Parsing references from the PDF

koppor · April 8, 2024, 9:32am

JabRef offers the feature to extract references from the bibliography of a PDF using GROBID’s capabilities. This works OKish, but has the major drawbacks that data is sent from JabRef to a service hosted by the JabRef developers. When conducting paper reviews, one does not want to share the PDFs to other third parties.

Therefore, we included a possibility for offline parsing in JabRef. It currently works well for IEEE papers, but not for others.

You can try it out if it works for you, too: Download the latest development version from https://builds.jabref.org/main/.
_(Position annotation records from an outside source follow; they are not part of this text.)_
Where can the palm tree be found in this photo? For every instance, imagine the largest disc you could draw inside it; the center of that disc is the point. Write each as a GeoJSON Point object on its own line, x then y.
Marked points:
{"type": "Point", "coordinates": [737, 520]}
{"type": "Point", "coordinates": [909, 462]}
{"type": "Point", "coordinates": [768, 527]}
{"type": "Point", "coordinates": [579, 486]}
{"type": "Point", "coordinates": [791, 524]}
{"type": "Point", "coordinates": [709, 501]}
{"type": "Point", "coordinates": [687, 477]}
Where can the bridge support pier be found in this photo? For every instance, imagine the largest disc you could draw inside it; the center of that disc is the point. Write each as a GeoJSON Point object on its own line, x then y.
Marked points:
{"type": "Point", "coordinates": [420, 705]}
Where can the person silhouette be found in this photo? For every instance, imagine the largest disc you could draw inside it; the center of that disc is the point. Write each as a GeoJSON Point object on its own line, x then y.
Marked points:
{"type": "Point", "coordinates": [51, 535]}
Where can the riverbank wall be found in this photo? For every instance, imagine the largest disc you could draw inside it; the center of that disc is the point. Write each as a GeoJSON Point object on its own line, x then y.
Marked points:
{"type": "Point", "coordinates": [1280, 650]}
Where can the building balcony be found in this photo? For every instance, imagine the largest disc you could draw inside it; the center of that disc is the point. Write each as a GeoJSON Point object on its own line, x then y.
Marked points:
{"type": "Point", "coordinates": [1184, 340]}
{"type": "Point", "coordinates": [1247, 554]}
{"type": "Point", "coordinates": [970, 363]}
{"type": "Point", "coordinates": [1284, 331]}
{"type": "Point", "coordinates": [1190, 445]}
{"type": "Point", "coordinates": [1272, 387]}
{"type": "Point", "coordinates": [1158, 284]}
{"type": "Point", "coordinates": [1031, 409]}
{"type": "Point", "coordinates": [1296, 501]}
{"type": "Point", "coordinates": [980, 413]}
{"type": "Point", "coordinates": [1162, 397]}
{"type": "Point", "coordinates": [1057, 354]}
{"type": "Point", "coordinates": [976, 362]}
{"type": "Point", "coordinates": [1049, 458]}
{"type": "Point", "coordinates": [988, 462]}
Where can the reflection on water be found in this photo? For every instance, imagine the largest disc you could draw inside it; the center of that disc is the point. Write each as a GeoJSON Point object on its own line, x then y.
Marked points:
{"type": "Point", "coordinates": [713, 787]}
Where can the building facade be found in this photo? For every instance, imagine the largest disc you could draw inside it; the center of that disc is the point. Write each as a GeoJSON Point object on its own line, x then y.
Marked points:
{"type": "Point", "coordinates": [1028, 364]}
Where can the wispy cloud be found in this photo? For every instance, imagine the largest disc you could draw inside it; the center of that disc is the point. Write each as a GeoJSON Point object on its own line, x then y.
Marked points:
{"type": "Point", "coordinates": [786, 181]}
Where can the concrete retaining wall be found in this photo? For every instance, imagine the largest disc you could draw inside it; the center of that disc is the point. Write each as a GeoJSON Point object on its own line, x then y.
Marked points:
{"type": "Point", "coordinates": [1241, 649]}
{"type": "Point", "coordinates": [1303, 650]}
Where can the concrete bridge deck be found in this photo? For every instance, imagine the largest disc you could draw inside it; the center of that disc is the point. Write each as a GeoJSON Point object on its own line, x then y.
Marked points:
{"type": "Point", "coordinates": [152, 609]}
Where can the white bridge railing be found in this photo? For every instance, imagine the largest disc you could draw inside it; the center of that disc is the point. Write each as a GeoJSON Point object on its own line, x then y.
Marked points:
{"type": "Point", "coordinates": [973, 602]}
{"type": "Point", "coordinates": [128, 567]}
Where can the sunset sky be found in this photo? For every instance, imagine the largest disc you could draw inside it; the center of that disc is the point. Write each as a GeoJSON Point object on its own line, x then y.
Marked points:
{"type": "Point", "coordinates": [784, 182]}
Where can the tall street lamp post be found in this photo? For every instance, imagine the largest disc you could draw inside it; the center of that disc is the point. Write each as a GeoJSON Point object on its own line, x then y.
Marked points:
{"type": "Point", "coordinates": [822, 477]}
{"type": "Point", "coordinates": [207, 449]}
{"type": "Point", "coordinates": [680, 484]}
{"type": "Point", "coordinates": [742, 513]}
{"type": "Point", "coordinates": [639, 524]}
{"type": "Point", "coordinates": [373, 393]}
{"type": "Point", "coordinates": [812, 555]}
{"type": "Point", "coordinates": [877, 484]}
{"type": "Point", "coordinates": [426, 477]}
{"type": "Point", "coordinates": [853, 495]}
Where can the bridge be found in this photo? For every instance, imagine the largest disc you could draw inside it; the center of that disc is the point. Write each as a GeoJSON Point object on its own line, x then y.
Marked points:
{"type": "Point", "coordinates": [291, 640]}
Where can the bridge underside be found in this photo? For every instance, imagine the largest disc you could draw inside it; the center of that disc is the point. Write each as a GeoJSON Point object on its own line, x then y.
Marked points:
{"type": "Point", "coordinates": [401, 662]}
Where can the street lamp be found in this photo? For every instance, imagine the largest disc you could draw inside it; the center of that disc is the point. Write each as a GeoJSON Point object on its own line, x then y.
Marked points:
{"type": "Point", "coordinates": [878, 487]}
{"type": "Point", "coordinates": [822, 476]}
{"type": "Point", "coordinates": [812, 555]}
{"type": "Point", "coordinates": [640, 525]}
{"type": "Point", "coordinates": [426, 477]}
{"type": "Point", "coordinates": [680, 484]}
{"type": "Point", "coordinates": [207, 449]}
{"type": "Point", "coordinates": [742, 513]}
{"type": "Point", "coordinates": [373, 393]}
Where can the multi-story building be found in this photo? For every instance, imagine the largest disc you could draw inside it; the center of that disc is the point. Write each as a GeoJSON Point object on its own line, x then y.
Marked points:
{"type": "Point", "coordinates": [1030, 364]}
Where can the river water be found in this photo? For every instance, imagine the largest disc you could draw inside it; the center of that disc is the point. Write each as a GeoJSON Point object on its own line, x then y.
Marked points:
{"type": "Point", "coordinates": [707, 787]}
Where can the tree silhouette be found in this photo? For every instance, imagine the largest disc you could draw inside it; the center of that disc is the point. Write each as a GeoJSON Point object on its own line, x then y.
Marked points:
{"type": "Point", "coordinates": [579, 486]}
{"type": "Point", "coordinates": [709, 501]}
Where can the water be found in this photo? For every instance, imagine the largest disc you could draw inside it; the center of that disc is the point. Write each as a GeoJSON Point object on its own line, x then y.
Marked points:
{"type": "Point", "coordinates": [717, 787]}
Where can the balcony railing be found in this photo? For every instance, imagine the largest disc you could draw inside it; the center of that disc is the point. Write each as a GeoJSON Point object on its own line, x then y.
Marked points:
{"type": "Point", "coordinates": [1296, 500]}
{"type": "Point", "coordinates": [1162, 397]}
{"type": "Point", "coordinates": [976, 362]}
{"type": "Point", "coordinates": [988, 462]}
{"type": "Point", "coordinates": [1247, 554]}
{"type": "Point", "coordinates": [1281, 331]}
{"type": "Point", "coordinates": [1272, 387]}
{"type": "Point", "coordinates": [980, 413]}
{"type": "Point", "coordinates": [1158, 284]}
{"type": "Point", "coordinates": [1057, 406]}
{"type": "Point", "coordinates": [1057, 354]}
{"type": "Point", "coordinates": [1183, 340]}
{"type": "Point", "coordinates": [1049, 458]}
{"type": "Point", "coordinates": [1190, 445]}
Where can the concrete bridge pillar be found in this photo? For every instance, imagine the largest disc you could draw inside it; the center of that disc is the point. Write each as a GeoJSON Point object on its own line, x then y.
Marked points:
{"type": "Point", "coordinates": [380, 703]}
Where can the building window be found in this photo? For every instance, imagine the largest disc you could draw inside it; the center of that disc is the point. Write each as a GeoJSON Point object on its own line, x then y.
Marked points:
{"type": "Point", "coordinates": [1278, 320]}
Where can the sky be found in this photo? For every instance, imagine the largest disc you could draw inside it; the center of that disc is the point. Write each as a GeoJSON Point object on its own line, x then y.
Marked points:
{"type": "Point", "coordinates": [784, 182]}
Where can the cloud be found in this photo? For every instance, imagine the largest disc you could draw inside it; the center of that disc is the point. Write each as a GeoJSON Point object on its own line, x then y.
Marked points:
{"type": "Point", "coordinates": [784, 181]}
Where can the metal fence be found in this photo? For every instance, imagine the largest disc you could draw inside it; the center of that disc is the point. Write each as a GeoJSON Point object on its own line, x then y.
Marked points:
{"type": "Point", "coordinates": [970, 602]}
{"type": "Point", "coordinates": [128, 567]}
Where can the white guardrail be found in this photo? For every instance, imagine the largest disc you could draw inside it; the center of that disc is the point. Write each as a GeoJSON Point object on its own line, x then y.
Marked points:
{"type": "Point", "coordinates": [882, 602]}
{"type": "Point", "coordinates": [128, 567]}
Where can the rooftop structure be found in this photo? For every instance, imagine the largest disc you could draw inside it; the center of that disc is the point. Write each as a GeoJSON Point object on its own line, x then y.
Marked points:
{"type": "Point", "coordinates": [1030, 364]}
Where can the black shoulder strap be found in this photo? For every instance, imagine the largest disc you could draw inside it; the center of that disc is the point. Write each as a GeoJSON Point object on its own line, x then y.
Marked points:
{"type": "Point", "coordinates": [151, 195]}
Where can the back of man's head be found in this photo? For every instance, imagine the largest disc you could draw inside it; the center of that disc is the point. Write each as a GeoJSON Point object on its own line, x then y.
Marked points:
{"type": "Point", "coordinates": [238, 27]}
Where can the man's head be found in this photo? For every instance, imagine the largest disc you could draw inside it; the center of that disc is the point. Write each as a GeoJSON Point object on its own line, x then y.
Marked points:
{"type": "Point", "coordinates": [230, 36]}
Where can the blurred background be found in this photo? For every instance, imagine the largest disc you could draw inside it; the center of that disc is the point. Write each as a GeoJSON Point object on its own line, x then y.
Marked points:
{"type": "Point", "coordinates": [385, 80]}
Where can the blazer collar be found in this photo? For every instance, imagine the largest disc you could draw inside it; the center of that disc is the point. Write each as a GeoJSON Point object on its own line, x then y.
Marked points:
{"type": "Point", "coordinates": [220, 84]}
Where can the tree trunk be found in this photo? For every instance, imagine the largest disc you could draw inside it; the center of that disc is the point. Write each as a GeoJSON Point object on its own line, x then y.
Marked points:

Ensure that online services are disabled

You need to scroll down in the “Web search” preferences.

Start parser

Have the PDF attached to an entry.
Right-click on the entry in the entry table.
Select the item “Extract references from file (offline)”

Ensure that “offline” is written. If there is “online” written, you have GROBID services enabled.

There will be a popup with all parsed references

First, click “Select all new entries”, then deselect “Download linked online files”. Finally, press “Import entries” to add the entries to your library.

Result

The entries are now imported into the main table.

The original entry has links to the cited entries in the “Other fields” section:

Links

You find the PDF used for testing at jabref/src/test/resources/org/jabref/logic/importer/fileformat/tua3i2refpage.pdf at main · JabRef/jabref · GitHub.

A discussion of older functionality is done at Import from Reference text.

Outlook

We are happy to hear feedback on this functionality and how that it works for your use-case, too. If it does not, please search for an open-access PDF - or create a new example PDF for us. Then, we can work on parsing your variant of references similar to the pull request 11156.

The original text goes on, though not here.